GOLIARDICI APPUNTI DI UN PISOLINO
ALL’ULTIMO BANCO
(ARIOSTO, OTTAVA)
Andavo verso casa nel meriggio,
pensando a quanto studio avevo in vetta,
immaginavo un lusinghiero omaggio,
poiché il buon Ludo Ariosto ci diletta.
Poscia ch’anco d’Orlando venni mogio,
decisi di sfogar la mia vendetta;
non a lui sol, ma a chi, seduti al banco,
costrinse me ei compagni a etterno arranco.
Tu narrasti d’Angelica il fuggire,
so che benignamente e col sorriso,
accogli e poi perdoni lo mio ardire,
qual si presta a buon gioco e a bieco viso.

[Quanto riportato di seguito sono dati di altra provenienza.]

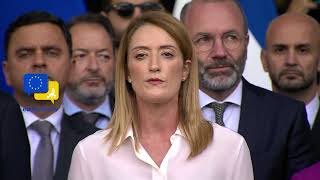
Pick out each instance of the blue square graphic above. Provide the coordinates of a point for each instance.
(35, 83)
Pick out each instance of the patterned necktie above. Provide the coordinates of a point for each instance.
(219, 109)
(43, 162)
(91, 118)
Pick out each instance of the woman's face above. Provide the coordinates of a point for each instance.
(155, 65)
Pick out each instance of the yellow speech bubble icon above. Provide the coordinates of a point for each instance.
(52, 94)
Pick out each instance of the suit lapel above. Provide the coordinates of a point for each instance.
(315, 134)
(250, 124)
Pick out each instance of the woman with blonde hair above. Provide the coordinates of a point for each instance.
(157, 130)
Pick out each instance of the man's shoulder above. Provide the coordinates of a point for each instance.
(265, 96)
(74, 126)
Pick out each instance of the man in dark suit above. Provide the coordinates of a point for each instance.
(274, 126)
(292, 59)
(14, 144)
(39, 43)
(89, 90)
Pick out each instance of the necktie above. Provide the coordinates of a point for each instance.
(43, 162)
(219, 109)
(91, 118)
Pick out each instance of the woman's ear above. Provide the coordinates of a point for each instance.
(186, 69)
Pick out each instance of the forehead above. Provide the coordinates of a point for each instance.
(134, 1)
(214, 17)
(292, 32)
(151, 36)
(40, 34)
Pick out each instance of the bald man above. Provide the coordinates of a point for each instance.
(291, 58)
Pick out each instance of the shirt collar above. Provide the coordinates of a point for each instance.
(54, 119)
(71, 108)
(130, 136)
(234, 98)
(312, 109)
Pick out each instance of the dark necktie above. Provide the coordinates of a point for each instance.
(43, 162)
(91, 118)
(219, 109)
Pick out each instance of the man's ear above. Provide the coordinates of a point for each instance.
(263, 57)
(5, 67)
(186, 69)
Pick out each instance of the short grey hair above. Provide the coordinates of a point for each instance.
(187, 6)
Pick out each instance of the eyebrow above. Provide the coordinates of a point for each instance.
(148, 48)
(24, 49)
(88, 50)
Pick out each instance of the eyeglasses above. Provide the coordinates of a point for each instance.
(126, 10)
(205, 41)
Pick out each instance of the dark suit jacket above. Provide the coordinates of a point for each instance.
(310, 173)
(277, 133)
(72, 131)
(315, 136)
(14, 143)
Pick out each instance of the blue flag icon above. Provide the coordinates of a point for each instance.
(35, 83)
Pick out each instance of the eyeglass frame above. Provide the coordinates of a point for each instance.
(116, 7)
(240, 37)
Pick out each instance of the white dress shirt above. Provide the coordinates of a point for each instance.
(312, 109)
(34, 137)
(70, 108)
(231, 116)
(226, 158)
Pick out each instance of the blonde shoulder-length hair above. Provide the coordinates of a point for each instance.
(197, 131)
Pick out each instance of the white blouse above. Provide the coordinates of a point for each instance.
(226, 158)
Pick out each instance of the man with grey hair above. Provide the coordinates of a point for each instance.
(274, 126)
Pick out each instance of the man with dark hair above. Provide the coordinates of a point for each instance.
(14, 144)
(291, 58)
(89, 91)
(274, 126)
(39, 43)
(122, 12)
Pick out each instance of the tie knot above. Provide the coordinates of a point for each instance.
(43, 127)
(219, 107)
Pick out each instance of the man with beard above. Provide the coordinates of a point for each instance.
(88, 95)
(274, 126)
(291, 58)
(39, 43)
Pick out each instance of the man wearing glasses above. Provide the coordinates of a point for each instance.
(274, 126)
(122, 12)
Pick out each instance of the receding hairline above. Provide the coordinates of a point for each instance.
(293, 17)
(186, 8)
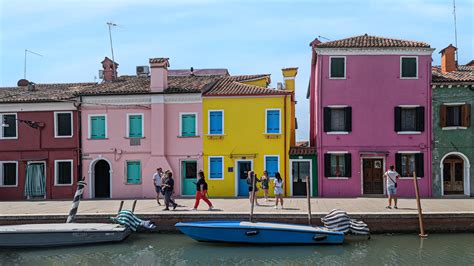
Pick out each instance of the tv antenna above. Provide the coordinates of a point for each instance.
(26, 52)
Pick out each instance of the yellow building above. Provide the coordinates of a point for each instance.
(247, 126)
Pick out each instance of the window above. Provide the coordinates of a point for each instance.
(135, 125)
(216, 122)
(338, 119)
(272, 165)
(216, 168)
(337, 165)
(409, 162)
(8, 126)
(63, 124)
(409, 67)
(63, 172)
(8, 174)
(272, 121)
(337, 67)
(188, 125)
(134, 172)
(97, 127)
(409, 119)
(455, 115)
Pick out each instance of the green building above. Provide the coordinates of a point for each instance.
(453, 153)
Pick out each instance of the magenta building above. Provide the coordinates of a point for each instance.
(370, 100)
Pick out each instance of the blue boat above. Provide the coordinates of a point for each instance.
(259, 233)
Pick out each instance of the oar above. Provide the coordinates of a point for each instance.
(309, 200)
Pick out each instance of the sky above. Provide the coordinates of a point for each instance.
(246, 37)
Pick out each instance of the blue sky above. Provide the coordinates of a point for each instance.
(247, 37)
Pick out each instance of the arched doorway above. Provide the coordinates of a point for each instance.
(455, 174)
(101, 176)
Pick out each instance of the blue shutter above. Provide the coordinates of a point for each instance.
(215, 122)
(273, 121)
(271, 165)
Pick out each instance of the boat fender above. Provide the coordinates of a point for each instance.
(252, 233)
(319, 237)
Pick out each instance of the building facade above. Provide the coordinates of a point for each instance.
(371, 108)
(453, 151)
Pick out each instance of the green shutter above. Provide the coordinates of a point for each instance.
(98, 127)
(133, 172)
(135, 126)
(188, 125)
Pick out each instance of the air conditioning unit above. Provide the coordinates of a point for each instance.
(143, 70)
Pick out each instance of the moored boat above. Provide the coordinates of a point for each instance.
(261, 233)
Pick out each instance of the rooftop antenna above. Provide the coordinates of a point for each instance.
(26, 52)
(110, 24)
(455, 30)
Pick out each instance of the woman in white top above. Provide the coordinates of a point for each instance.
(278, 190)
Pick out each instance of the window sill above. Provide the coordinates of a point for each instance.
(453, 128)
(409, 132)
(337, 132)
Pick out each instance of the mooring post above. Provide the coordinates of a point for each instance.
(308, 196)
(418, 203)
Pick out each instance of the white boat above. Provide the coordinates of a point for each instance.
(64, 234)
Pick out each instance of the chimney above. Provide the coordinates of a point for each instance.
(289, 75)
(448, 61)
(159, 74)
(110, 72)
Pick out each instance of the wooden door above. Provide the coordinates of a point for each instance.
(453, 175)
(372, 176)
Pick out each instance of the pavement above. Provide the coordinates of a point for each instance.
(241, 205)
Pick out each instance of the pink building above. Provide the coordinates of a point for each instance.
(370, 100)
(132, 125)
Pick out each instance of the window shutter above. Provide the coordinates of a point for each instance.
(420, 119)
(398, 119)
(348, 119)
(327, 164)
(419, 165)
(442, 115)
(398, 162)
(327, 119)
(348, 162)
(466, 115)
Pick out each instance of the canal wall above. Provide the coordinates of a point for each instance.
(435, 222)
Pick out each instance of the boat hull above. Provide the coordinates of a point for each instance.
(52, 235)
(259, 233)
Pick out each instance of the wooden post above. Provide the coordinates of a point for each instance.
(133, 206)
(121, 205)
(308, 196)
(418, 203)
(253, 197)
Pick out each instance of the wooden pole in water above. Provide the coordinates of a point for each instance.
(252, 176)
(418, 203)
(309, 200)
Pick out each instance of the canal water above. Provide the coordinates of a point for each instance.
(176, 249)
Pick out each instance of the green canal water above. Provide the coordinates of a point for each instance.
(175, 249)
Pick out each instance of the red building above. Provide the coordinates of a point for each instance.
(39, 141)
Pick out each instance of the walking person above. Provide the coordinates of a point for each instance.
(201, 191)
(278, 190)
(251, 175)
(265, 179)
(168, 188)
(157, 181)
(392, 177)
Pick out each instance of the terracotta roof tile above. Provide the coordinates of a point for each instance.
(43, 92)
(464, 74)
(366, 41)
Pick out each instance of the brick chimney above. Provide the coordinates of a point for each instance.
(110, 73)
(159, 74)
(448, 61)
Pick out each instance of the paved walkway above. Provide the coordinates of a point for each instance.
(241, 205)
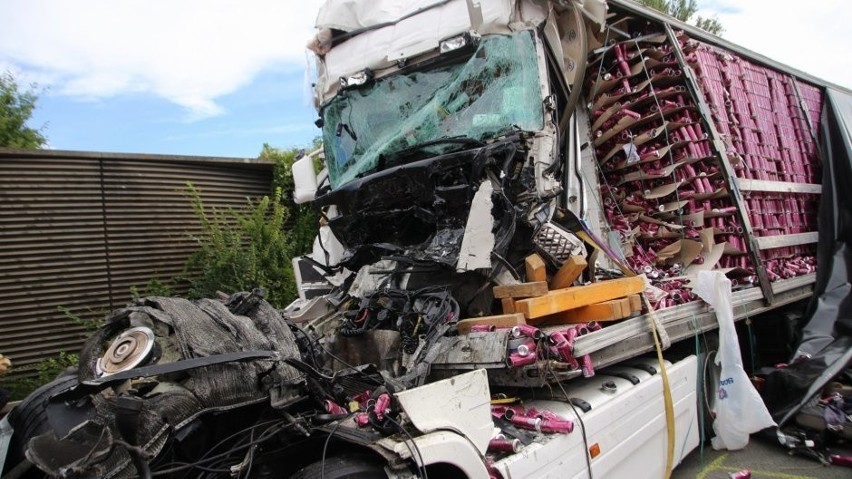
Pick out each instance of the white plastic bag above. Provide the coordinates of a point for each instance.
(739, 409)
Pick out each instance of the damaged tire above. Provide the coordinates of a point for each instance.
(29, 418)
(343, 467)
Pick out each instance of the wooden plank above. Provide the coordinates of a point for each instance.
(508, 305)
(779, 186)
(725, 167)
(635, 303)
(522, 290)
(500, 321)
(536, 269)
(577, 296)
(571, 269)
(611, 310)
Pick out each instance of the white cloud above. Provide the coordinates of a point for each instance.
(192, 52)
(189, 52)
(810, 36)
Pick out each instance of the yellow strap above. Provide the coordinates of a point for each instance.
(667, 397)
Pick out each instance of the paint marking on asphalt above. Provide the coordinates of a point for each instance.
(719, 465)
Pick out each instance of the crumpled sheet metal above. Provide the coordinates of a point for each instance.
(191, 329)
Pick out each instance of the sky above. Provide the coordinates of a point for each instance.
(223, 77)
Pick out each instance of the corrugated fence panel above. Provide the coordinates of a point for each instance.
(79, 229)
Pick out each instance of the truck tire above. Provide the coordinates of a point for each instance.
(343, 467)
(29, 418)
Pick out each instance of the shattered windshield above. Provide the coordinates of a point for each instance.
(494, 90)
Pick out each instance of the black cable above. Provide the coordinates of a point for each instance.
(204, 459)
(325, 447)
(506, 265)
(582, 426)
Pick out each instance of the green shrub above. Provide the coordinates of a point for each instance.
(239, 250)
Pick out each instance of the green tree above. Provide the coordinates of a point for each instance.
(16, 108)
(684, 10)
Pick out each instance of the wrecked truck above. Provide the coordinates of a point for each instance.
(516, 197)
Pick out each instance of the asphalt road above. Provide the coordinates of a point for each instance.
(764, 458)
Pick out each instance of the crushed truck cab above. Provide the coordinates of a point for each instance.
(517, 197)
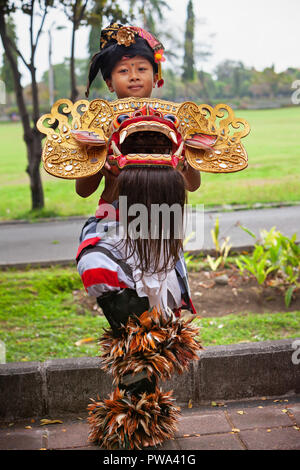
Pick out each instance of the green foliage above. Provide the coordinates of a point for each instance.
(222, 249)
(275, 260)
(41, 319)
(189, 64)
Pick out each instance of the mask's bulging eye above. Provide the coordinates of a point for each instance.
(118, 120)
(122, 118)
(172, 118)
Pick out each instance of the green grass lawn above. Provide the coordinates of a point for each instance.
(39, 319)
(272, 175)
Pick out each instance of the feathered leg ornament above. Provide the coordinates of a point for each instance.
(149, 347)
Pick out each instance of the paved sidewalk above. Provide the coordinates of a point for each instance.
(57, 241)
(264, 424)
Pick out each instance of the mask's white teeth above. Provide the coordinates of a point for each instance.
(173, 137)
(116, 151)
(179, 151)
(123, 136)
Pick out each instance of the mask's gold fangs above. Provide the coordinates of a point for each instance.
(81, 136)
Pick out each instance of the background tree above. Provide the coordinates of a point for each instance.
(149, 10)
(188, 61)
(6, 70)
(32, 136)
(75, 11)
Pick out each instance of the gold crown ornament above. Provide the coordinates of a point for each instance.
(81, 136)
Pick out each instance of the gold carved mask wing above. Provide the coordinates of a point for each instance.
(76, 142)
(212, 143)
(79, 135)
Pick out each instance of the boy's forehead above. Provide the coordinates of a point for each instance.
(135, 59)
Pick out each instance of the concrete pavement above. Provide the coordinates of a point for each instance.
(57, 240)
(264, 424)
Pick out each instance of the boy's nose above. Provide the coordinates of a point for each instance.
(133, 75)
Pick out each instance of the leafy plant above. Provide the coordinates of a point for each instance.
(222, 250)
(277, 254)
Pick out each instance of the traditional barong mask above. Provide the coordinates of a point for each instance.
(135, 131)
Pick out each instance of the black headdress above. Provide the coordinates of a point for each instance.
(118, 41)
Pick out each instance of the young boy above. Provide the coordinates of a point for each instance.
(123, 289)
(128, 71)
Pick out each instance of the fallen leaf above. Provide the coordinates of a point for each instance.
(84, 340)
(207, 285)
(50, 421)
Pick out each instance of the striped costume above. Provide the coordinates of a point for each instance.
(102, 270)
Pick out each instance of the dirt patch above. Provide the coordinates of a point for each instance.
(218, 294)
(237, 295)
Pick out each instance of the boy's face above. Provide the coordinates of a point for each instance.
(132, 77)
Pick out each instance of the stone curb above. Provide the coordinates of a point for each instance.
(238, 371)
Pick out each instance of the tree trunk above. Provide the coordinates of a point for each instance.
(32, 137)
(34, 151)
(74, 91)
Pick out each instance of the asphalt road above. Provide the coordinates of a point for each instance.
(57, 241)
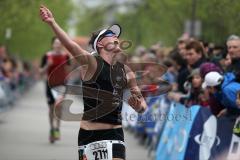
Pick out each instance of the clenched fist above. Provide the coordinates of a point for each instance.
(46, 15)
(135, 101)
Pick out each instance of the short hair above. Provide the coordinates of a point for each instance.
(233, 37)
(196, 45)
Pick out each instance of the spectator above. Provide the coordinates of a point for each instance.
(233, 45)
(195, 56)
(222, 86)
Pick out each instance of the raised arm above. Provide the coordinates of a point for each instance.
(136, 101)
(82, 56)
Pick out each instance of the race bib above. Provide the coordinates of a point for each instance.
(100, 150)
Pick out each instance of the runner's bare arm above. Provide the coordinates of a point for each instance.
(82, 56)
(136, 101)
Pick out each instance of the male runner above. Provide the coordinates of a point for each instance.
(101, 135)
(50, 61)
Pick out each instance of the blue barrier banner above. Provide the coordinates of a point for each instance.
(175, 135)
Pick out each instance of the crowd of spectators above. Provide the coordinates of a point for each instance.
(199, 73)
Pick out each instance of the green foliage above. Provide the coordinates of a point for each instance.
(30, 36)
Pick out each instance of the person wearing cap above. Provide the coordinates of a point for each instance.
(103, 81)
(223, 86)
(194, 57)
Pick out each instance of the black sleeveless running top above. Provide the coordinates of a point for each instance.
(102, 95)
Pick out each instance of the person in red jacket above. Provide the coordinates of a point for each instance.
(52, 60)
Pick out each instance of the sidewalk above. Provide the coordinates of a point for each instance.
(24, 133)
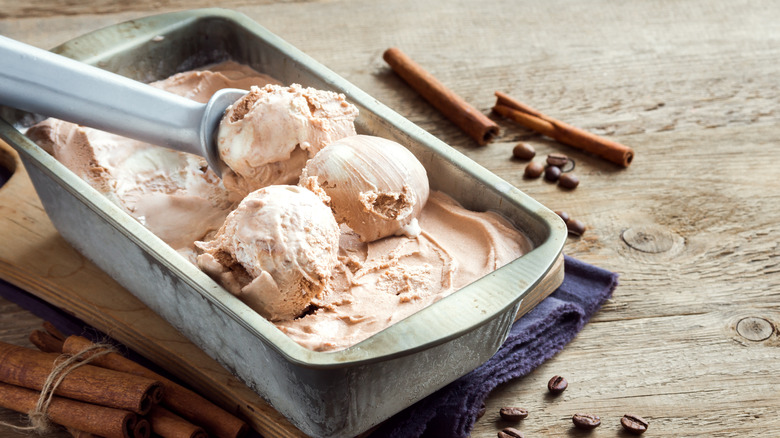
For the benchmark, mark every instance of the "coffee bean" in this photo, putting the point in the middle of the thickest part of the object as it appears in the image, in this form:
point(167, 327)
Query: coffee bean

Adesso ascolta quel che i’voglio dire:
il tuo poetare par troppo diviso,
al che saria pensier non troppo accorto,
perder due vite su follie d’un morto.
(DANTE, TERZINE)
Mi sono appassionato e vado oltre,
come l’Ulisse viola il “non plus ultra”,
e dell’oceano incontra il bassoventre.
Tu Dante sparli da sinistra a destra,
ne abbiam du palle, il Paradiso e l’Ade,
pure al Laertiade che del mar fa giostra,
gli cascan come lo tuo corpo cade.
E del Virgilio scorgo un’ombra rossa,
distrarsi fra bucoliche contrade,
la pelle scotta e ad ogni breve mossa,
dietro a sé lascia del calor l’alone,
non per l’onor né per virtù riscossa,
ma perché il giorno degno del Marone,
non fece in tempo ad esclamare “Oh Troia!”:
si risvegliò morto d’insolazione.
(PETRARCA, SONETTO)
Cala la sera, quiete imbarazzante
che impallidir fa il Sole, ma sorride.
Sarà il solletico, dall’arco di Artemìde,
bisbiglia un dardo nel vento danzante:
Oh Fra Petrarca, col tuo Vulgarium Rerum,
“d’allor l’aureola a l’aura d’or l’aurora”,
capisci perché noi la prof. s’implora?
La Verità ha svelatomi un Secretum:
ma invece di ‘ste contorsion mentali,
tra pace e guerra, oh anima dannata,
tu pensi troppo e perdi e’cose belle,
guarda al Boccaccio e alle vite normali.
E poichè Laura mai te l’avrà data,
ti sognerai le sue miglior novelle.
(TASSO, OTTAVA)
Al mito dei romantici or mi volgo,
che visse per tre volte in paranoia,
ma noia solo nei suoi versi colgo,
per questo lo sciroppo anch’io m’ingoia.
Fra tutta ‘sta gentaglia, anche i bidelli,
rifuggon l’insegnante d’italiano;
se i libri non li pigli pe’i fondelli,
stai certo non arriverai lontano.
(RIEPILOGO, OTTAVA)
La Divina che invita alla bestemmia,
cantai d’Ariosto la trama burlona,
e di Petrarca il viver come mummia,
la distrazion che col Virgilio stona,
la prosa di Boccaccio, poi accademia,
un passo e giungo a Tasso, e tu perdona
s’intesso fregi al ver, s’adorno in parte,
d’altri diletti, che dei tuoi, le carte.